The popular conception of the Pure Land as a Buddhist heaven, where we’ll someday meet our deceased relatives, has perhaps more to do with Chinese ancestor worship, with its emphasis on filial piety, than with Buddhism itself.
Shinran, like Tan-luan and Shandao, understood the Pure Land as the formless realm of Nirvana, rather than a heaven, and therefore referred to it as “the birth of no-birth,” just as the Buddha described Nirvana as “the unborn.”
Buddhism was not immediately accepted in China, because the doctrines of non-self, rebirth, and Nirvana challenged traditional Chinese beliefs about the spirits of dead relatives, that good deeds should be done in their honor.
If there is no permanent, unchanging self, but instead a stream of consciousness from one lifetime to the next, what good is there in dedicating merit to one’s ancestors? The answer to this question might be unsettling for many.
Chinese folk religion therefore came to produce an image of the Pure Land as a Confucian-like and Taoist-like paradise, as an accommodation of Buddhism to traditional Chinese values and customs.

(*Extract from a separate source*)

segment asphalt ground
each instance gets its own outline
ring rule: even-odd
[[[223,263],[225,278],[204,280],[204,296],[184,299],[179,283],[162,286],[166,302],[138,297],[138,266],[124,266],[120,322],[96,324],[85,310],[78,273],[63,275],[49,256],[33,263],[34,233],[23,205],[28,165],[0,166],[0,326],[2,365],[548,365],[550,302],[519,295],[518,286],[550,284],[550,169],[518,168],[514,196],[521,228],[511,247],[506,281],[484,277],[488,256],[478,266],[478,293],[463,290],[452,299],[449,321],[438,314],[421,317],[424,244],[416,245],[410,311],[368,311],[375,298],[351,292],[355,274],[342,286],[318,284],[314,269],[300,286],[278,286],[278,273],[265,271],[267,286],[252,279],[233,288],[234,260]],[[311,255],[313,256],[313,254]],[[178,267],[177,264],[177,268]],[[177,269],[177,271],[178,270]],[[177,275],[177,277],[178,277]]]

Shinran said that he never recited the Nembutsu out of filial piety. Nonetheless, Shinran had compassionate understanding for those who, however misguided, clung to the notion of a permanent self that will meet our deceased ancestors.
As the realm of Nirvana, the true Pure Land is inconceivable. The heaven-like language we use to describe it is a finger pointing to the moon, making the Ultimate Truth accessible to ordinary beings like ourselves:
Meaning itself is beyond debate of such matters as like against dislike, evil against virtue, falsity against truth. Hence, words may indeed have meaning, but the meaning is not the words. Consider, for example, a person instructing us by pointing to the moon with his finger. The person would say, ‘I am pointing to the moon with my finger in order to show it to you. Why do you look at my finger and not the moon?’ Similarly, words are the finger pointing to the meaning; they are not the meaning itself. Hence, do not rely upon words.